Localization technique

In addition to classifying rest and stress polar maps into normal and abnormal, we wanted to evaluate how well the trained networks can be used for the localization of pathological areas. To this end, 30 polar maps exhibiting pathologies were randomly drawn from the entire data base and subdivided into the 17 clinically relevant segments depicted in Fig. 1c. Next, a clinical expert labeled all segments of these polar maps as either pathological or normal. Finally, we trained the GCNN Chebyshev model on the remaining abnormal data. To use a trained network for CAD localization, we drew inspiration from attribution techniques introduced by Zeiler et al.16. We replaced all intensities corresponding to graph nodes within a specified segment by the average intensity value of all intensity values in this segment computed over all normal cases. This modified polar map was then fed to the network and the probability for this modified polar map being abnormal was recorded. We repeated this process for all 17 segments and created a heatmap representation via assigning the respective classification score to all nodes with a segment. This way, we obtained a heatmap of the same size as the original polar map, where each of the 17 segments shows the probability of this case being abnormal when replacing the intensity values in the respective segment with the segment-wise averages obtained from the normal cases, see also Fig. 2. Please note that the threshold for classifying a segment as pathological has been determined using exhaustive search and was set to 0.4.
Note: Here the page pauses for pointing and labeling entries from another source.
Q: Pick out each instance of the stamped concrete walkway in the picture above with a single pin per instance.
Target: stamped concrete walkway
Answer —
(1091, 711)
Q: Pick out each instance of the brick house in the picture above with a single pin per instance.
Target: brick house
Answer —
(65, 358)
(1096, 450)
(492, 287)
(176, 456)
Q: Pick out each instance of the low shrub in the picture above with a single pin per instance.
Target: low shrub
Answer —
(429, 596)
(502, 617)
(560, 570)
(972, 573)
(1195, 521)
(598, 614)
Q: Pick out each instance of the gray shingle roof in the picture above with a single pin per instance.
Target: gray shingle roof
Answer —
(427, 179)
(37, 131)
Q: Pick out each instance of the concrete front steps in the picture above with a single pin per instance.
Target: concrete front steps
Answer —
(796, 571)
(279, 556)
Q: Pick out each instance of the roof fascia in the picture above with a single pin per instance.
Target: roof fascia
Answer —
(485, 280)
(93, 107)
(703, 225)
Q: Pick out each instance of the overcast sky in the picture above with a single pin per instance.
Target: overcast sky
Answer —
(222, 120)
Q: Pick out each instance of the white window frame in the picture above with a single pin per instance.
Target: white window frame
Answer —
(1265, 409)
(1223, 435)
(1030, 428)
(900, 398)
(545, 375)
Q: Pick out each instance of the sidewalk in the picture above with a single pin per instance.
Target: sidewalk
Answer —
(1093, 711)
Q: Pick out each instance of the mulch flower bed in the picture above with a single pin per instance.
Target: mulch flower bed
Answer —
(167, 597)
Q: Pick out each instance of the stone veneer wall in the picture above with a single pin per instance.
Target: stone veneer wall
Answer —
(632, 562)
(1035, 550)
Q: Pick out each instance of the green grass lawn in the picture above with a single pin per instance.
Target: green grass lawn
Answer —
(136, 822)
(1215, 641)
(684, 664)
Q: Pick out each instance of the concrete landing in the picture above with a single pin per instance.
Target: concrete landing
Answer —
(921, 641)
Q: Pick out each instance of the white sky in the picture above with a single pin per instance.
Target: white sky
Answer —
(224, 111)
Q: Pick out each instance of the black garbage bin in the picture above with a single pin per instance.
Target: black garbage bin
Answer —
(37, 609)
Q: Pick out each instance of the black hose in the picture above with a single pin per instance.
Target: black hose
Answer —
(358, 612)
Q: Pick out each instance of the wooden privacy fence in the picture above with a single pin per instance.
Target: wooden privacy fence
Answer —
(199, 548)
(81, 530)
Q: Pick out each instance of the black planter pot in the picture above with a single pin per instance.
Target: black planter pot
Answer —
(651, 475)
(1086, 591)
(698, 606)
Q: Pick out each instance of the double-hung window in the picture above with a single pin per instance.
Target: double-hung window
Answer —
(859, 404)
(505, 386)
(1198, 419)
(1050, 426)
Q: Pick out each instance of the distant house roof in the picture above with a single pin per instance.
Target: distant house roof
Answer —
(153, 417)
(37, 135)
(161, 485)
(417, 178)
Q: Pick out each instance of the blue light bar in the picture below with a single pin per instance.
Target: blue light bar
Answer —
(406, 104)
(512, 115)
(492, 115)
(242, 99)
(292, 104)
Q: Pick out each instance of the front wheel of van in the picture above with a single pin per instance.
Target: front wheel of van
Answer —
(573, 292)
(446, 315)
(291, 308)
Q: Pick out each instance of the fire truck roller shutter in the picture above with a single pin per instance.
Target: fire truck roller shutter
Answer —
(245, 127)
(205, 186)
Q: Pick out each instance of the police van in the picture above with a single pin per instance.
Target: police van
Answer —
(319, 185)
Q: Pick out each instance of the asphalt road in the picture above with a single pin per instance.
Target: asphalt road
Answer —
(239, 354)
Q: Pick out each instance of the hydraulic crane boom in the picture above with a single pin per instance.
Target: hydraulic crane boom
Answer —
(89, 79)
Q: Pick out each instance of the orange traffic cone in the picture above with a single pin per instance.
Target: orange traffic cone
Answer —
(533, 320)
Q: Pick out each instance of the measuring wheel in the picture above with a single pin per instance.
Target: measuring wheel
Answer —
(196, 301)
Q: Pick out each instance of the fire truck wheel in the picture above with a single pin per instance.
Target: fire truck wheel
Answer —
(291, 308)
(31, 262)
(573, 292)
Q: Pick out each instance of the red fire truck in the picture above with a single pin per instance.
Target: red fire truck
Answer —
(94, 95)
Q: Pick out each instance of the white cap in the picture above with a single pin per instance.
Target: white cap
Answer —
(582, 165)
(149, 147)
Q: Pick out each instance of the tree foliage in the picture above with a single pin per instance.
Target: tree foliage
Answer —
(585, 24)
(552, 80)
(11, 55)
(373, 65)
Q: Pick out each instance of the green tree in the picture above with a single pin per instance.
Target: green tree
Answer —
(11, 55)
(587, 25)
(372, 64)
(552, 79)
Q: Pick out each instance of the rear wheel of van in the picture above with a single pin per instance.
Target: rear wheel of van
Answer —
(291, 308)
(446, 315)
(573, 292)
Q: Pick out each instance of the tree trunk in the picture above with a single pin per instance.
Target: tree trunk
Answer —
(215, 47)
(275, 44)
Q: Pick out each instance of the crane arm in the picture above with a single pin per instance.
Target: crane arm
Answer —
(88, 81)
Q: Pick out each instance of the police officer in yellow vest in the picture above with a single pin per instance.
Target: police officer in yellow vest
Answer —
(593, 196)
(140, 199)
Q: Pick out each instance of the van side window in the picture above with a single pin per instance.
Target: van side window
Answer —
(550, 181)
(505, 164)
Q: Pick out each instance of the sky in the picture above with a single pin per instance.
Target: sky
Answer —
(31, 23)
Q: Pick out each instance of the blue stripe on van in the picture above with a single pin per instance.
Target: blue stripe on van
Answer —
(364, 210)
Implementation and training hardware

The networks were trained on a Linux-based system with 128 GB RAM, Intel(R) Xeon(R) CPU @ 3.50 GHz and a 12 GB GeForce GTX TITAN X graphics card. Graph-based models were implemented with TensorFlow. Baseline methods were implemented with Keras. All models have a learning rate of 1e-3 and are optimized with Stochastic Gradient Descent (SGD). Baseline methods are trained in mini batches of 64 samples for 70 epochs. Both graph-based methods run for 60 epochs, with Chebyshev model using a mini batch size of 30 samples and the Cayley model with a mini batch size of 20. Convergence was assessed by verifying that the categorical cross-entropy loss in all cases did not decrease after the aforementioned number of epochs.